The Bank of England (BoE) governor Mark Carney is set to leave the central bank just two months after Britain leaves the European Union on 29 March 2019. His impending departure is giving investors deep concerns about the country’s financial stability and economic prospects.

Carney is widely considered to be a steady hand that has guided Britain’s financial system through a tumultuous post-referendum period, making his expected departure at the end of June next year all the more worrying.

“It would certainly be very welcome if he were to stay on for an extra year to get through this initial period of Brexit uncertainty. To have continuity would be a welcome thing,” Lucy O’Carroll, chief economist at asset management firm Aberdeen Standard Investments told Yahoo Finance UK.

“Overall, him staying on would be regarded as a positive for investors,” she said, noting that it could support the weakened UK pound and London stocks.

With just seven months to go until Brexit, both sides have yet to agree on a deal that finalises the terms of trade, immigration, and a range of other issues.

Philip Shaw, chief economist at asset management firm Investec, said that investors want Carney to stick around because of his reputation as a smart, steady operator.

“Carney is seen as highly competent central banker who has helmed a central bank whose responsibilities have expanded hugely over the past 10 years,” he said. “He provided leadership in the aftermath of the referendum two years ago.
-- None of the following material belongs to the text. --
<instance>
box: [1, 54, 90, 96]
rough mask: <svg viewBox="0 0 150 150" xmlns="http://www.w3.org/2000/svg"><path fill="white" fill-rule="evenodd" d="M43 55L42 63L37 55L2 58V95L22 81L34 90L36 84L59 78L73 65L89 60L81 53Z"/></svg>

Arguably, [he] demonstrated a much more activist approach than the central bank had done in the post-financial crisis environment.”

Carney, a Harvard and Oxford-educated Canadian who previously led Canada’s central bank, has issued gloomy forecasts about the economic ramifications of Brexit. He warned last month that the possibility that the UK could crash out of the EU without a formalised deal “is uncomfortably high” and “highly undesirable.” This would lead to higher prices and disruptions to British trade, he said.


Carney is facing Treasury select committee on Tuesday where MPs are expected to ask him about whether he would consider shifting his planned departure date.

The Treasury declined to comment on reports that it was talking with Carney about the possibility of extending his term.

The Treasury may be keen to keep Carney in place as they grapple with a huge amount of change, including Brexit and planning for the new Autumn Budget, said Ruth Gregory, a senior UK economist at the research firm Capital Economics.

There are also concerns that other suitable replacements may not be easy to find.

“There are other qualified people out there but they might not want to take up the reins when there’s so much uncertainty with the UK leaving the EU. They might want to join once some of that is cleared up,” said O’Carroll.